In this article, I would like to roughly estimate the average score and standard deviation of all examinees based on the examinee data published on the Sapporo Medical University website.
Data published by the university shows the average, highest, and lowest scores of successful applicants. Since only the number of examinees can be grasped, I assumed that the score of the examinees follows a normal distribution, and used the given data to predict the parameters $ \ mu, \ sigma $ of the normal distribution. ..
First, the data used for the forecast are summarized in the table. Here, the lowest ranking is 75 every year, the capacity of the general entrance examination of Sapporo Medical University is 75 people, and even if additional passers occur, the score of the 75th passer will be announced as the lowest score. To do.
The analysis method is very simple. Just solve the following simultaneous equations.
\left\{
\begin{split}
Percentage of successful applicants&= \int_{Lowest point}^{\infty} \frac{1}{\sqrt{2 \pi} \sigma} \exp (-\frac{(x - \mu)^2}{2 \sigma^2}) dx \\
Average score of successful applicants&= \frac{\int_{Lowest point}^{\infty} \frac{x}{\sqrt{2 \pi} \sigma} \exp (-\frac{(x - \mu)^2}{2 \sigma^2})}{\int_{Lowest point}^{\infty} \frac{1}{\sqrt{2 \pi} \sigma} \exp (-\frac{(x - \mu)^2}{2 \sigma^2}) dx}
\end{split}
\right.
Let me give you a little supplementary explanation. The first formula is
Percentage of successful applicants= \frac{Bottom rank}{Number of examinees} = \int_{Lowest point}^{\infty}Normal distribution dx
is what it means.
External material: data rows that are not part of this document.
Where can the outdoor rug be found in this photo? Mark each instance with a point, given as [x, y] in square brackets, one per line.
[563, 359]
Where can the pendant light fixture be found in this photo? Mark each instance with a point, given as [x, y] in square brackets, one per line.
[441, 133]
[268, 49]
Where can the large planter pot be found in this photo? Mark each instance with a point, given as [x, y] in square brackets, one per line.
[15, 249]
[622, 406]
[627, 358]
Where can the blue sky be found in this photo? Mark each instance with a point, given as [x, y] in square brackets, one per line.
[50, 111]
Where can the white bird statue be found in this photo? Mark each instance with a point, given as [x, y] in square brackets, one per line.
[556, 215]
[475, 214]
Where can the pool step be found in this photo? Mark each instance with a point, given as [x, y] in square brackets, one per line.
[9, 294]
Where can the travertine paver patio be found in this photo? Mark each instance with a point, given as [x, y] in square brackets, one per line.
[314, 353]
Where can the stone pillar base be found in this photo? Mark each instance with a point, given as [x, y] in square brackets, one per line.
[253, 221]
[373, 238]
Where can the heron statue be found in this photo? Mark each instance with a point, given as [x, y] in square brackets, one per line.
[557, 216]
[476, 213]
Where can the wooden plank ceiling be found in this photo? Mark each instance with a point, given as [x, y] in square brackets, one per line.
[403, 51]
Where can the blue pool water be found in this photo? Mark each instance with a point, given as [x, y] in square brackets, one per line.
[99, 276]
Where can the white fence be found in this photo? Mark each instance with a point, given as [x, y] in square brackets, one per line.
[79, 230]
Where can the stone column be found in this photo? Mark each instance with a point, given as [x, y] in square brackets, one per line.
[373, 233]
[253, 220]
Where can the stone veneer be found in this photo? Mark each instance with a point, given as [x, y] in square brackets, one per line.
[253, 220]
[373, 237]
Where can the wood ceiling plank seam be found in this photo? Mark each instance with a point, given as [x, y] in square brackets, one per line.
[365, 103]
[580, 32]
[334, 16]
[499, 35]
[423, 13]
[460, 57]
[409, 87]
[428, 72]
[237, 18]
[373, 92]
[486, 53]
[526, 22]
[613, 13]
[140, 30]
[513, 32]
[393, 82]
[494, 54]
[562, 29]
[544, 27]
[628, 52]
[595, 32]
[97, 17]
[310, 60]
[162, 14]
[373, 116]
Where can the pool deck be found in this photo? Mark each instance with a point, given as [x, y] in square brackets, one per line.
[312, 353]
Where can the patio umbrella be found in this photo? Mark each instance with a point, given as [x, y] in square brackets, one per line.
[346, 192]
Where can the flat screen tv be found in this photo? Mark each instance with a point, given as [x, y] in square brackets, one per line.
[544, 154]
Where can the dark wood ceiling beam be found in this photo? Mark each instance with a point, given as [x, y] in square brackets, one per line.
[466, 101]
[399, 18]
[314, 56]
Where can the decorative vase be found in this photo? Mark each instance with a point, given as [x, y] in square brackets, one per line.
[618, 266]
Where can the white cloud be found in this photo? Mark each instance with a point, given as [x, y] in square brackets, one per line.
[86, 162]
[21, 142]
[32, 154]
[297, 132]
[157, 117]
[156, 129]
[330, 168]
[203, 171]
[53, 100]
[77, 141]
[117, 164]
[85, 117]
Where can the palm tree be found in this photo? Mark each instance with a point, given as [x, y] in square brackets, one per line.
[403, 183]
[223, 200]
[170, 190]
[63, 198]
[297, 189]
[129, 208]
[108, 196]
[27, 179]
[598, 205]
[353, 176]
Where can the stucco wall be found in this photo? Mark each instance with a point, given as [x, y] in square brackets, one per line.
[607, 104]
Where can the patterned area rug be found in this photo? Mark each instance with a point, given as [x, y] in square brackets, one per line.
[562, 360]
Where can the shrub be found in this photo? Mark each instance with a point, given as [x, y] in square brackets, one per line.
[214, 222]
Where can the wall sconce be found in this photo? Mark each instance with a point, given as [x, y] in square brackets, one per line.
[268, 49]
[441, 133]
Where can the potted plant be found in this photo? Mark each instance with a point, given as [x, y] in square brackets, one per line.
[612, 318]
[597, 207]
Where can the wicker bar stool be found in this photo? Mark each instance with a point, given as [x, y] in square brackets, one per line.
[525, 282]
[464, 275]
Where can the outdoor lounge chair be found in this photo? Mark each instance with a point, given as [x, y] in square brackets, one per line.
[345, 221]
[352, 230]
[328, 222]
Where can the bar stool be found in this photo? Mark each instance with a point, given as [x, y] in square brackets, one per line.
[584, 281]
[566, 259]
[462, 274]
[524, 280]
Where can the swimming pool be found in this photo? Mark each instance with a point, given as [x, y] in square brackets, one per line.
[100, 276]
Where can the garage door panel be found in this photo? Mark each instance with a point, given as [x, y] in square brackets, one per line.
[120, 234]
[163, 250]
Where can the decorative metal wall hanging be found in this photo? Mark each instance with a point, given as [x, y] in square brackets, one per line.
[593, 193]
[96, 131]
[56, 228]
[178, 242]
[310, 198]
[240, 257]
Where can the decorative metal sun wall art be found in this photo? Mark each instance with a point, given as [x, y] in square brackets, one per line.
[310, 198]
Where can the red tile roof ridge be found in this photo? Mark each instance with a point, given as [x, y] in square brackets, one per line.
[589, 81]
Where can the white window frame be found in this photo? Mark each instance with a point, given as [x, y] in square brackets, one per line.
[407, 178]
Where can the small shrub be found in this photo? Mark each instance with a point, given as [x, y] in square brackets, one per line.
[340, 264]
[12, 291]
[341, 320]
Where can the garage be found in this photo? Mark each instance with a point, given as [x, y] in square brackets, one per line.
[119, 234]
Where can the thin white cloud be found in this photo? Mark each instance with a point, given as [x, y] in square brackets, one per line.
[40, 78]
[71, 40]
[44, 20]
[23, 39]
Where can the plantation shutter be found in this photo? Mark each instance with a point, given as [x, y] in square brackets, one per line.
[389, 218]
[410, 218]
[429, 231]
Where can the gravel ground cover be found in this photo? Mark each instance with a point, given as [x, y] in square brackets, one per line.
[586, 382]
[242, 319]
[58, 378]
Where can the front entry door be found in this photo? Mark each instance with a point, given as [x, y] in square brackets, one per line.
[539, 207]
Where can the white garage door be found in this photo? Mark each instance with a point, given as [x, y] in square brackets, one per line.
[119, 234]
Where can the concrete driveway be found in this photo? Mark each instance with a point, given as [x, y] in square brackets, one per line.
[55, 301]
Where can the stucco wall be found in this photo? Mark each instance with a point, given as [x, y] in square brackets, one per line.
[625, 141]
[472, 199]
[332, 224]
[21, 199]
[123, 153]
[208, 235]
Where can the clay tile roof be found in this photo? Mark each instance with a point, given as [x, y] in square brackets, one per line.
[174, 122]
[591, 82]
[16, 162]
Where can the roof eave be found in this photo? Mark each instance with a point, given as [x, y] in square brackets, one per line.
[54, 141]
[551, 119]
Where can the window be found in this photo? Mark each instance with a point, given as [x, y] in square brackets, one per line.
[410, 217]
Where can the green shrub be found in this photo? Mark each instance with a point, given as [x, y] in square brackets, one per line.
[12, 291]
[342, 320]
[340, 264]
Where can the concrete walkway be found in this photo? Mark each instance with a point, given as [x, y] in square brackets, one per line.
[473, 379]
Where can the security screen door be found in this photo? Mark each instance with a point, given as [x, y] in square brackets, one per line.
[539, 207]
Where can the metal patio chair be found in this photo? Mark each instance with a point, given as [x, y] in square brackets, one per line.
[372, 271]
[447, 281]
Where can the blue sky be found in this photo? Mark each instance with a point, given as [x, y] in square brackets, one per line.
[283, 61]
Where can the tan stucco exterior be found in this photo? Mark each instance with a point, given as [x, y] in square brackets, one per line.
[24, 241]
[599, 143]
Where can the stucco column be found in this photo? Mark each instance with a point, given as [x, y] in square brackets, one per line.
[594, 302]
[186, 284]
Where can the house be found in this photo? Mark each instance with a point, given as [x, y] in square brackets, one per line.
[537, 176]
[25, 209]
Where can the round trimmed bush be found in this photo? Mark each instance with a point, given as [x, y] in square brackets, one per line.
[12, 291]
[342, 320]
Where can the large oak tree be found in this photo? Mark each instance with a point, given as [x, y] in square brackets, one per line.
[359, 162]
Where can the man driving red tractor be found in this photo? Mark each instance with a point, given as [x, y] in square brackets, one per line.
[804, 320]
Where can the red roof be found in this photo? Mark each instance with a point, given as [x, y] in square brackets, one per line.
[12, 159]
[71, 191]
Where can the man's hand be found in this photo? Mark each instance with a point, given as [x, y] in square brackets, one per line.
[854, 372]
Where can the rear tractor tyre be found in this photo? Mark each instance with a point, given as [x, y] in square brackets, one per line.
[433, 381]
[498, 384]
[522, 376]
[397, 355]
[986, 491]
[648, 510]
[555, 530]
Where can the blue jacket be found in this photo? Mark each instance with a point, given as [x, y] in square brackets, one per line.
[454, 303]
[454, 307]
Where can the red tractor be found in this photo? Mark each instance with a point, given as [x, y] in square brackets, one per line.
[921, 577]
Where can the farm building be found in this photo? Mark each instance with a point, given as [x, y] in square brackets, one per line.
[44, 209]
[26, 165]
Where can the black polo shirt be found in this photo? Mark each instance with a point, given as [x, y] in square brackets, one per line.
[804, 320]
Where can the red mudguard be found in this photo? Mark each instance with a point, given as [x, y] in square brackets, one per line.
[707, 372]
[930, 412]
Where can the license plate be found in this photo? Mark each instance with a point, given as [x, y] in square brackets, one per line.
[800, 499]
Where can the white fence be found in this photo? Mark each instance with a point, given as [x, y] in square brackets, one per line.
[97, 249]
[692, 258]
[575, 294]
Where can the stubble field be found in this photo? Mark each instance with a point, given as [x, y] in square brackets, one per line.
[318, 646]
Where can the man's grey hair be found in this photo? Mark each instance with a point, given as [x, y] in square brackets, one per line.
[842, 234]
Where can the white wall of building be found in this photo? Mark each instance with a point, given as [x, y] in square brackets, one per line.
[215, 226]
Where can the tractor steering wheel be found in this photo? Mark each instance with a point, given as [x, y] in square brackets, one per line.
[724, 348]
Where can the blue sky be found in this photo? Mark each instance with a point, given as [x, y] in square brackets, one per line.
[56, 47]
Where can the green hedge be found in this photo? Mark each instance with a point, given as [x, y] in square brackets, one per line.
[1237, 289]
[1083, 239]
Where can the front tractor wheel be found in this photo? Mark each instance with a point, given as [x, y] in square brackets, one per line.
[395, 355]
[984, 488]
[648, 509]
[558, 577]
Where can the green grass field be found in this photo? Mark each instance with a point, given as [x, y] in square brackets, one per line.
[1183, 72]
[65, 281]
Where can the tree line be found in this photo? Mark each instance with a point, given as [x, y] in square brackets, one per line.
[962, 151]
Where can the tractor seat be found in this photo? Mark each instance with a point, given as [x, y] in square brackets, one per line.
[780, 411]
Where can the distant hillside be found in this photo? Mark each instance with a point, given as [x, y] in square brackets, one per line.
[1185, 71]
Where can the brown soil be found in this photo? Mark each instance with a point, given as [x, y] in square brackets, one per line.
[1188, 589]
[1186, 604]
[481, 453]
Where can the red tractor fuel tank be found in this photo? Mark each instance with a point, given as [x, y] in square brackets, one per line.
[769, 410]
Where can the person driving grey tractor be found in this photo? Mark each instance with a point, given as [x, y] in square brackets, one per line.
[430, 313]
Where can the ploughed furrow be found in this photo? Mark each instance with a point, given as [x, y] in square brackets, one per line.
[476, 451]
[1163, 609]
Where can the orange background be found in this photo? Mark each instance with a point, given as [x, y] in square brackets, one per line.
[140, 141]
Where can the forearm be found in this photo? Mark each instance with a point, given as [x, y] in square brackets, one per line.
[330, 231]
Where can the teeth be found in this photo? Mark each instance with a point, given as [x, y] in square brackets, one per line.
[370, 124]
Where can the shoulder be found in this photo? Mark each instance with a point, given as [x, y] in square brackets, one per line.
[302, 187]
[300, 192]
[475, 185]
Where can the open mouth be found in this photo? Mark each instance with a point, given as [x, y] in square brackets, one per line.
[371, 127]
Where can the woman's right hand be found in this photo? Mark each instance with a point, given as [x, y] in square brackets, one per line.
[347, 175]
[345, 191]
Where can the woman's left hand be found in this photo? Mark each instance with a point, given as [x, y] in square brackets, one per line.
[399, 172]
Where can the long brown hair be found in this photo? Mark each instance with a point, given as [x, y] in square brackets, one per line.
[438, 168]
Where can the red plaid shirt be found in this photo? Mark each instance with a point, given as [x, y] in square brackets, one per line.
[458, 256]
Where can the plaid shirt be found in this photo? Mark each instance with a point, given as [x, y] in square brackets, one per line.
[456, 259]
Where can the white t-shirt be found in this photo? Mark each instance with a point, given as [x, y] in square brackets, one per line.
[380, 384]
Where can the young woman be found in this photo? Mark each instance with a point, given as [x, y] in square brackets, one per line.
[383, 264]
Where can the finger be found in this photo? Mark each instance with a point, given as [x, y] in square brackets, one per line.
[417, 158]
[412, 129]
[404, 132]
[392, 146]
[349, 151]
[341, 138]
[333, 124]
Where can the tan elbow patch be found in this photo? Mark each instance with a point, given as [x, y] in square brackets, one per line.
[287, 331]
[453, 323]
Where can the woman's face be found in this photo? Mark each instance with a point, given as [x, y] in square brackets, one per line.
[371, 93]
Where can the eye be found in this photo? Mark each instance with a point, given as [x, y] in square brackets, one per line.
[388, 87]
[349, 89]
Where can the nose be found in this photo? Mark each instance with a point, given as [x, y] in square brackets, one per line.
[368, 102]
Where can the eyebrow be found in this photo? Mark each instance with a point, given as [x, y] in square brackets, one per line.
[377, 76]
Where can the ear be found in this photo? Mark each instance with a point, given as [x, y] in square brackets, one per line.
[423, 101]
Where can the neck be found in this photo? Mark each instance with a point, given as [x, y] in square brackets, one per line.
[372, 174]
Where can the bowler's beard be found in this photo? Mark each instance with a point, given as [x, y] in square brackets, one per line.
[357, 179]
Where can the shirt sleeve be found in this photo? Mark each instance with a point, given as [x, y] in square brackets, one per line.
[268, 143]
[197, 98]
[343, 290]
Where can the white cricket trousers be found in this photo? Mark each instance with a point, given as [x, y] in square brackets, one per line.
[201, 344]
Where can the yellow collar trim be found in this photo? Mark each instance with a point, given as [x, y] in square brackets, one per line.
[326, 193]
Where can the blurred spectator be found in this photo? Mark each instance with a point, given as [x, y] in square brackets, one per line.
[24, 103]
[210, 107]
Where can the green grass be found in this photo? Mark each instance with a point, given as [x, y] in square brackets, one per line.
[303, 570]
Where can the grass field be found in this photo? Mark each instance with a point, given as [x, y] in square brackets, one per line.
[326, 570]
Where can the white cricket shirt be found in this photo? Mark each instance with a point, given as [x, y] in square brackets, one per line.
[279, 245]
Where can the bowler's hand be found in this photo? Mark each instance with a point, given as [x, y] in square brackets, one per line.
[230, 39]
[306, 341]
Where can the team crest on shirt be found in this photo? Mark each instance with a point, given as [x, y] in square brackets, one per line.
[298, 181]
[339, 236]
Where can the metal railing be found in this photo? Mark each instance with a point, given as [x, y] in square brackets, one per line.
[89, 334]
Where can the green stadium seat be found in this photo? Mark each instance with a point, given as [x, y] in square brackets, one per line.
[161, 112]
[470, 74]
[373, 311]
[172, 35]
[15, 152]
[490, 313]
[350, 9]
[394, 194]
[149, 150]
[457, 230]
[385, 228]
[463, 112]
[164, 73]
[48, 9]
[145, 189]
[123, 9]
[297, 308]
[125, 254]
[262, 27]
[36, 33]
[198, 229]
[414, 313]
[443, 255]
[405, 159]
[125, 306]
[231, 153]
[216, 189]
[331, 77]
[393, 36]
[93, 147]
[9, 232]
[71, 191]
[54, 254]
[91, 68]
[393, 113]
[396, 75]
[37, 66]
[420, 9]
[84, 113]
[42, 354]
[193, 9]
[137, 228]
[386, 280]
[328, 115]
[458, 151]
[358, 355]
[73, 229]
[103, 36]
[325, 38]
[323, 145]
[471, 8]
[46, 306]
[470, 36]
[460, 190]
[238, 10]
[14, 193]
If you integrate the normal distribution from the lowest point to infinity, you can get the percentage of successful applicants.
The second formula is
Average score of successful applicants=Expected value of successful applicant score= \int_{Lowest point}^{\infty}Normalized constant\times x \times normal distribution dx= \frac{\int_{Lowest point}^{\infty}x \times normal distribution dx}{\int_{Lowest point}^{\infty}Normal distribution dx}
It means $$. The normalized constant is the constant $ C $ for the normal distribution dx = 1 $, that is, $ 1 / \ int_ {lowest point} ^ {\ infinty} normal. The distribution dx $.
$$ Now, the problem here is that the integral of the first equation is unknown for $ \ mu, \ sigma $, though I think that it is only calculated that the simultaneous equations with two unknowns are obtained. It cannot be calculated as it is. So I gave up trying to find a mathematically exact solution and decided to substitute various pairs of $ \ mu and \ sigma $ values to find the best fit. However, I can't do such a troublesome calculation, so pyhon is here.
First, import the required libraries and modules.
import numpy as np
import scipy.stats as st
import matplotlib.pyplot as plt
from scipy import integrate
import japanize_matplotlib
Next, create the data required for forecasting.
mu_I = [950,1000]
sigma_I = [60,90]
year = [2018,2019,2020]
n = [321,267,281]
pass_n = 75
pass_ratio = [pass_n/i for i in n]
pass_average = [1063,1073,1072]
worst = [1023,1029,1022]
mu_points = np.linspace(mu_I[0],mu_I[1],100)
sigma_points = np.linspace(sigma_I[0],sigma_I[1],60)
pass_ratio_err = 0.005
pass_average_err = 1
It also defines the functions needed to calculate the expected score for successful applicants.
def norm(x,mu, sigma):
return (x/(np.sqrt(2*np.pi)*sigma))*np.exp(-(x - mu)**2/(2*(sigma**2)))
Then, with the following code, plot point $ (\ mu, \ sigma) $
--"Make the percentage of successful applicants accurate to $ \ pm 0.5 $%" but "Do not make the average score of successful applicants accurate to $ \ pm 1 $" (yellow) --"Do not make the percentage of successful applicants accurate to $ \ pm 0.5 $%" but "Make the average score of successful applicants accurate to $ \ pm 1 $" (blue) --"Make the percentage of successful applicants accurate to $ \ pm 0.5 $%" and "Make the average score of successful applicants accurate to $ \ pm 1 $" (green)
It was classified into 3 ways.
ratio_average = []
ratio_only = []
average_only = []
for i in range(len(year)):
ratio_average.append([[],[]])
ratio_only.append([[],[]])
average_only.append([[],[]])
for mu_point in mu_points:
for sigma_point in sigma_points:
mu = mu_point
sigma = sigma_point
cdf = st.norm.cdf(worst[i], mu, sigma)
int_pdf = integrate.quad(norm,worst[i], np.inf, args = (mu, sigma))[0]
calculate_pass_ratio = 1 - cdf
calculate_pass_average = int_pdf / calculate_pass_ratio
if np.abs(calculate_pass_ratio - pass_ratio[i]) < pass_ratio_err:
if np.abs(calculate_pass_average - pass_average[i]) < pass_average_err:
ratio_average[i][0].append(mu)
ratio_average[i][1].append(sigma)
else:
ratio_only[i][0].append(mu)
ratio_only[i][1].append(sigma)
elif np.abs(calculate_pass_average - pass_average[i]) < pass_average_err:
average_only[i][0].append(mu)
average_only[i][1].append(sigma)
else:
pass
Finally, the classified points were color coded and plotted on the graph.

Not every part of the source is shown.